14 setembro, 2010

Um português no "Karolinska"

Aos 29 anos, Pedro Ferreira é um dos mais promissores investigadores internacionais de doenças infecto-contagiosas do prestigiado Instituto Karolinska, em Estocolmo (Suécia), entidade responsável pela atribuição anual do Prémio Nobel da Medicina.
Dentro de um mês deixará a Suécia, por um ano, para incorporar uma equipa de investigadores do Instituto de Medicina Tropical de Nagasaki, no Japão, e aprofundar conhecimentos sobre a malária.

Filho de um empregado de mesa e de uma cozinheira de Penafiel, o jovem subiu a pulso na vida e, apesar das dificuldades financeiras, não perdeu de vista um promissor percurso académico.

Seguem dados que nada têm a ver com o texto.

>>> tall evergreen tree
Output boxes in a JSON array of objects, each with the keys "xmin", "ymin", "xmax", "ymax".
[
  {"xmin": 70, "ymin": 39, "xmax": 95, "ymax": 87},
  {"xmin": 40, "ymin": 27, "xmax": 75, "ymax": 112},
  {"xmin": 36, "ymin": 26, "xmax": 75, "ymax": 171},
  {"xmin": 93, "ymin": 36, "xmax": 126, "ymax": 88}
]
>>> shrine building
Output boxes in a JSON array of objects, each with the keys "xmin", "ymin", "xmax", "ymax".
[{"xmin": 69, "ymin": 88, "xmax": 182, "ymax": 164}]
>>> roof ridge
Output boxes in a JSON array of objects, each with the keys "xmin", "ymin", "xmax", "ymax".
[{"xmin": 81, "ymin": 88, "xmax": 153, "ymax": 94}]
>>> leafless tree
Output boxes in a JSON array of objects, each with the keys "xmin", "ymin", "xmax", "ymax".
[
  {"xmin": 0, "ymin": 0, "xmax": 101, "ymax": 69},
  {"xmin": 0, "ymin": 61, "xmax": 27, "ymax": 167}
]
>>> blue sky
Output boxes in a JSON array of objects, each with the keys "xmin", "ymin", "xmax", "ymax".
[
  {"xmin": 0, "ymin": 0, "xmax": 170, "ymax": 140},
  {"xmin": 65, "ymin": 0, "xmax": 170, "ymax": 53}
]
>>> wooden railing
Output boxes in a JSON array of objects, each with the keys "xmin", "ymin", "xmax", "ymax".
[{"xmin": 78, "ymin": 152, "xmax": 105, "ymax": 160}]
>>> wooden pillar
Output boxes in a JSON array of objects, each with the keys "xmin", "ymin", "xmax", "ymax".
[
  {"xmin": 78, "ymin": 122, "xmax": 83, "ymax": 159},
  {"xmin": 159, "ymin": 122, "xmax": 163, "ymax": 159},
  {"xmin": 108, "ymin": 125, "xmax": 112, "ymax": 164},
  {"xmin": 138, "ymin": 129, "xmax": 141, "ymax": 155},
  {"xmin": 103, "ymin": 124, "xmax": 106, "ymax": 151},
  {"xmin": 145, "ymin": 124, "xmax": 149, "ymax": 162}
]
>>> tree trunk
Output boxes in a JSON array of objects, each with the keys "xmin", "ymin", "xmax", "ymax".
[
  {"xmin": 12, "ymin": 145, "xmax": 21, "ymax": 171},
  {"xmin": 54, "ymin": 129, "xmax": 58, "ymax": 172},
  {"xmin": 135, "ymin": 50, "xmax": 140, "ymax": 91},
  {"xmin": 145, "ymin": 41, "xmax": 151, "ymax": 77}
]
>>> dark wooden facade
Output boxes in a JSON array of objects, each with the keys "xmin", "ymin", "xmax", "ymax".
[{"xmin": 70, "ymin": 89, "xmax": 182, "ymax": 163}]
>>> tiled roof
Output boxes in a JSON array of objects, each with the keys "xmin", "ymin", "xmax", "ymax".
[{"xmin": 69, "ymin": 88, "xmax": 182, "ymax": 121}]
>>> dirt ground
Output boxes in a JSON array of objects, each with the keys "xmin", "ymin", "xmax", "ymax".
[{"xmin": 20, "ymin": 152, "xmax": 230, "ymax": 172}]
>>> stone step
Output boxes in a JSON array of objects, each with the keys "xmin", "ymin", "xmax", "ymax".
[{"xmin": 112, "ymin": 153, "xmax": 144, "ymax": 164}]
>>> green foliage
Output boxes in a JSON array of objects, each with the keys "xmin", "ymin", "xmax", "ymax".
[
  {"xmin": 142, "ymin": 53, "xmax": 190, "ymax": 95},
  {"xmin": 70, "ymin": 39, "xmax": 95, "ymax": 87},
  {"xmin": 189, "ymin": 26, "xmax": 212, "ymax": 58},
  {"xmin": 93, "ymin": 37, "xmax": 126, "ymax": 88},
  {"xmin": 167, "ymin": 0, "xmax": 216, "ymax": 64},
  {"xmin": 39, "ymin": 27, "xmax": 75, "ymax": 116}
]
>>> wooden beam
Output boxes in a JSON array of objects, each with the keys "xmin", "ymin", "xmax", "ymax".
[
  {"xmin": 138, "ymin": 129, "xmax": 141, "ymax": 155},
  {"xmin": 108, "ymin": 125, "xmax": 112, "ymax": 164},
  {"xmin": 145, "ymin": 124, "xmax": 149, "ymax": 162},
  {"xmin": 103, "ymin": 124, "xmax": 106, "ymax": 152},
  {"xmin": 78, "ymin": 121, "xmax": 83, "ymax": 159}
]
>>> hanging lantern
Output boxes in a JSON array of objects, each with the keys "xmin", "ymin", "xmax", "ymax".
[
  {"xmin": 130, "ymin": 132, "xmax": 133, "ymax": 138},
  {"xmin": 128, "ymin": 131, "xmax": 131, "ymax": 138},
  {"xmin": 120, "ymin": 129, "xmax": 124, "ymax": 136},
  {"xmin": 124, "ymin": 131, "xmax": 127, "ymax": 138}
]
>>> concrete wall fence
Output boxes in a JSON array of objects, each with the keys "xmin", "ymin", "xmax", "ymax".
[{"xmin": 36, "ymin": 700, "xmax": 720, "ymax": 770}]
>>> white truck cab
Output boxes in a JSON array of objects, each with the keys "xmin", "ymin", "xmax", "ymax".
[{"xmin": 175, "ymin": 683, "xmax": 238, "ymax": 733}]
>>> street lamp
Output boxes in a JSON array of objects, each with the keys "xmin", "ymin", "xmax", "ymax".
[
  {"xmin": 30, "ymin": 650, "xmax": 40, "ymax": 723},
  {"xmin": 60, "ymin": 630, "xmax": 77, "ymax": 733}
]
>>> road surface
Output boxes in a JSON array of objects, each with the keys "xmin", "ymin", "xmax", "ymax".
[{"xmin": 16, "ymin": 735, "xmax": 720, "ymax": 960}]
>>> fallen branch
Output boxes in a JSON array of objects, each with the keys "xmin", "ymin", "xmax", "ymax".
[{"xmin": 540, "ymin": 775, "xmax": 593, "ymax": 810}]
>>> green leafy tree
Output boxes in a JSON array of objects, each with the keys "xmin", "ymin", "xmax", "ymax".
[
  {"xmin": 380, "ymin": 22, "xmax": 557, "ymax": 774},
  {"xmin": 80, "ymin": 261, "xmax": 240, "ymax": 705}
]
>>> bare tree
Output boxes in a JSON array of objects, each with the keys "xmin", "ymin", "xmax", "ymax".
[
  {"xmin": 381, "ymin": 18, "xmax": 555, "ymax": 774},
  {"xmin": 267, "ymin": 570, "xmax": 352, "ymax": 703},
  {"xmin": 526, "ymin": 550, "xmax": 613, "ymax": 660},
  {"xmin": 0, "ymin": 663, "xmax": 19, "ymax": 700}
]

Depois de uma passagem pela Estação Florestal Nacional, de conseguir o bacharelato em Engenharia Biotecnológica, de ter estudado no Instituto Politécnico de Bragança, obteve em 2004 a bolsa "Leonardo Da Vinci". Integra, desde então o Instituto Karolinska, frequentando o doutoramento em Ciências Médicas - Malária, graças a uma bolsa atribuída pela Fundação para a Ciência e Tecnologia.

Membro do Centro de Biomedicina Estrutural e Molecular da Universidade do Algarve, o investigador penafidelense tem mais de uma dezena de artigos publicados em revistas científicas de referência, tendo, no ano passado, sido o rosto da capa de revista no americano "Journal of Infectious Disease". Autor de diversas apresentações internacionais foi um dos oradores convidados do Instituto Pasteur, pela Organização Europeia de Biologia Molecular.

O talento deste jovem foi reconhecido este ano, ao ser distinguido com o prémio de melhor poster científico na conferência ABC2010, em Innsbruck (Áustria), promovida pela Federação Europeia das Sociedades Biomédicas.

A investigação desenvolvida, com incidência no paludismo, já levou Pedro Ferreira a instalar-se temporariamente no Quénia, Tanzânia, Austrália, Bangladesh e na República Dominicana. O próximo desafio passa pelo Instituto de Medicina Tropical de Nagasaki (Japão), onde deverá ficar um ano.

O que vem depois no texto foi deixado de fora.